On the other hand, cardsV2 progressive updates provide quite a good UX once they work. Users can see the pipeline progress in real-time and feedback can be collected. For organizations using Google Workspace, this investment is well worth it.
Next Steps: Migration to Cloud Tasks
The current architecture works with background threads + --no-cpu-throttling, but when scaling to a full-fledged RAG pipeline, we're considering migrating to Cloud Tasks.
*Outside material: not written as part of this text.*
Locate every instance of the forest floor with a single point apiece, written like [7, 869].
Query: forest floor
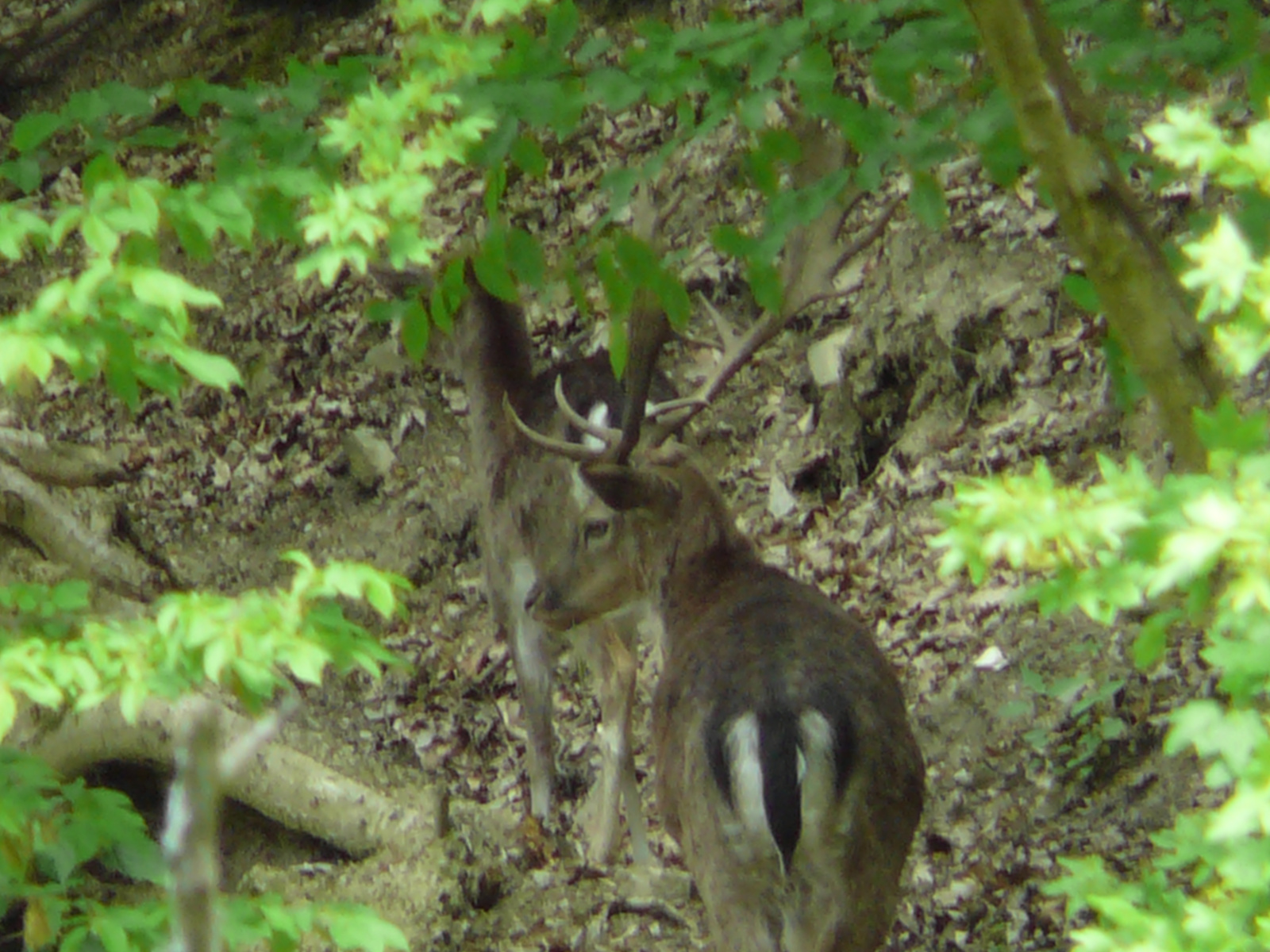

Current: HTTP request → return {} → background thread runs in the same instance
Future: HTTP request → enqueue in Cloud Tasks → worker processes as a separate request
Migrating to Cloud Tasks provides the following benefits:
| Aspect | Current (background thread) | Cloud Tasks |
|---|---|---|
| CPU configuration | --cpu=1 + --no-cpu-throttling required |
Works with default settings |
| Concurrency | Threads compete for CPU within one instance | Runs in separate instance per task |
| On failure | Silent failure, no retry | Automatic retry + Dead Letter Queue |
| Timeout | Constrained by HTTP timeout | Up to 30 minutes per task |
Especially for RAG pipelines with heavy operations like LLM calls and vector searches, resource contention under concurrent requests becomes a problem. Cloud Tasks naturally leverages Cloud Run's autoscaling, eliminating scalability concerns.
Note that the Discovery Document (chat_discovery.json) is a static file bundled in the container image, so it can be used as-is in worker instances started from the same deployment, requiring no additional configuration.